La précarité au quotidien
Dans chaque ville, des espaces leur sont géographiquement dédiés. Elles sont là présentes et défendent bien leur territoire. Elles,  ce sont les «bonnes d’un jour» ou celles qu’on appelle communément «les femmes du moukef». En d’autres termes, elles présentent leurs  services de «bonnes à tout faire» juste pour la journée mais sans être pour autant  liées à un employeur officiel.  Leur devise :«un jour, un employeur». Une expression criante de la  précarité et de l’informel qui gangrène le secteur de l’emploi. Elles s’y noient et aucune allusion ne leur est faite. On parle plus aisément des employées de maison voire des petites bonnes, mais point d’elles. Et pourtant… !
Qui sont- elles?
Leur âge ? Toutes les tranches d’âge sont représentées. Moins de vingt ans jusqu’à l’orée de la soixantaine. Idem pour la situation familiale. Célibataires, divorcées, veuves ou même mariées, elles se retrouvent dans la même galère, celle de lutter pour survivre et rapporter de l’argent au foyer. Leur seule arme c’est leur capacité physique et même morale. D’une volonté inébranlable, elles s’accrochent à l’espoir de s’en sortir . Alors elles y mettent toute leur volonté et ne rechignent pas devant les grosses corvées qui dépassent parfois leurs capacités physiques. «Souvent, on fait appel à nous pour des travaux que les maîtresses de maison  n’osent pas confier  à leur propre personnel. Sous cet angle-là, nous sommes considérées comme des super women», nous confie Naima rencontrée sur la place du marché d’Agdal. «Le seul fait de penser aux bouches à nourrir m’aide à accomplir les tâches les plus repoussantes », ajoute une autre femme, le regard triste.

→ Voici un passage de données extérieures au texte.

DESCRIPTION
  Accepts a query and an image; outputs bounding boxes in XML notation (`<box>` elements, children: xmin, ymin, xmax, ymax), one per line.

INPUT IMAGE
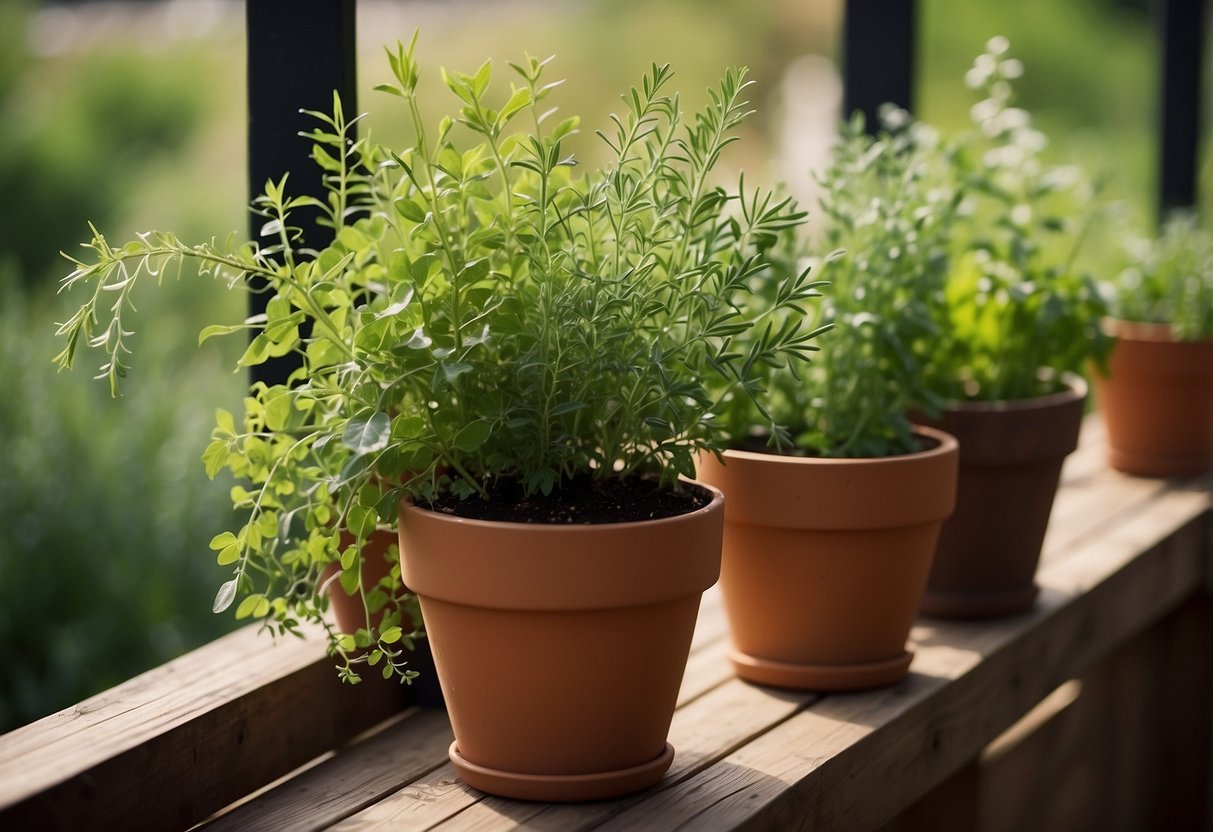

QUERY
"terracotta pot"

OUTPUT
<box><xmin>922</xmin><ymin>376</ymin><xmax>1087</xmax><ymax>619</ymax></box>
<box><xmin>321</xmin><ymin>529</ymin><xmax>397</xmax><ymax>633</ymax></box>
<box><xmin>399</xmin><ymin>492</ymin><xmax>724</xmax><ymax>800</ymax></box>
<box><xmin>1094</xmin><ymin>320</ymin><xmax>1213</xmax><ymax>477</ymax></box>
<box><xmin>699</xmin><ymin>428</ymin><xmax>957</xmax><ymax>690</ymax></box>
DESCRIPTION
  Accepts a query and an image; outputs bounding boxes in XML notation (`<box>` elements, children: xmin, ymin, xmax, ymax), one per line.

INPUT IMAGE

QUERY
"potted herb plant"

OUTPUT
<box><xmin>923</xmin><ymin>38</ymin><xmax>1105</xmax><ymax>617</ymax></box>
<box><xmin>700</xmin><ymin>114</ymin><xmax>957</xmax><ymax>690</ymax></box>
<box><xmin>1094</xmin><ymin>213</ymin><xmax>1213</xmax><ymax>477</ymax></box>
<box><xmin>52</xmin><ymin>39</ymin><xmax>811</xmax><ymax>800</ymax></box>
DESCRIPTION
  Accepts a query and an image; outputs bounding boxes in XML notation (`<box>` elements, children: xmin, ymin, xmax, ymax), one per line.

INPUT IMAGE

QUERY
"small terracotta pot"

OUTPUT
<box><xmin>699</xmin><ymin>428</ymin><xmax>957</xmax><ymax>690</ymax></box>
<box><xmin>1094</xmin><ymin>320</ymin><xmax>1213</xmax><ymax>477</ymax></box>
<box><xmin>922</xmin><ymin>376</ymin><xmax>1087</xmax><ymax>619</ymax></box>
<box><xmin>320</xmin><ymin>529</ymin><xmax>397</xmax><ymax>633</ymax></box>
<box><xmin>399</xmin><ymin>492</ymin><xmax>724</xmax><ymax>800</ymax></box>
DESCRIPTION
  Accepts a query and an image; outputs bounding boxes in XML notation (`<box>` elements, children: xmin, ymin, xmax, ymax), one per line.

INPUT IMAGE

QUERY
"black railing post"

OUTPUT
<box><xmin>1157</xmin><ymin>0</ymin><xmax>1206</xmax><ymax>221</ymax></box>
<box><xmin>842</xmin><ymin>0</ymin><xmax>917</xmax><ymax>130</ymax></box>
<box><xmin>245</xmin><ymin>0</ymin><xmax>358</xmax><ymax>384</ymax></box>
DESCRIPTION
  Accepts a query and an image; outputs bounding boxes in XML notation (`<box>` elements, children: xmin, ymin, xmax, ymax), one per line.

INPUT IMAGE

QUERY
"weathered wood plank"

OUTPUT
<box><xmin>582</xmin><ymin>494</ymin><xmax>1208</xmax><ymax>830</ymax></box>
<box><xmin>336</xmin><ymin>678</ymin><xmax>818</xmax><ymax>832</ymax></box>
<box><xmin>201</xmin><ymin>708</ymin><xmax>452</xmax><ymax>832</ymax></box>
<box><xmin>0</xmin><ymin>627</ymin><xmax>404</xmax><ymax>830</ymax></box>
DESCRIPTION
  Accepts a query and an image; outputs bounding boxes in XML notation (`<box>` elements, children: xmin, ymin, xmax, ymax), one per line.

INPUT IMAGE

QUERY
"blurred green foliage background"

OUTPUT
<box><xmin>0</xmin><ymin>0</ymin><xmax>1207</xmax><ymax>731</ymax></box>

Leur quotidien ? Pas très reluisant. Elles baignent dans la précarité. Chaque jour que Dieu fait, elles se retrouvent au «moukef». «Mais gare aux intruses, si une personne étrangère s’amuse à investir leur univers, elle est chassée manu militari. «On assiste souvent à des bagarres auxquelles elles se livrent pour  défendre leur territoire», témoigne un épicier à proximité.  Pour garder son gagne-pain tous les moyens sont bons.
 Scrutant l’horizon dans l’espoir de voir un potentiel employeur salvateur, leur vie passe au gré d’attentes parfois stériles. «Il m’arrive de poireauter  des jours  sous un soleil tapant sans avoir aucune demande et de retourner chez moi bredouille».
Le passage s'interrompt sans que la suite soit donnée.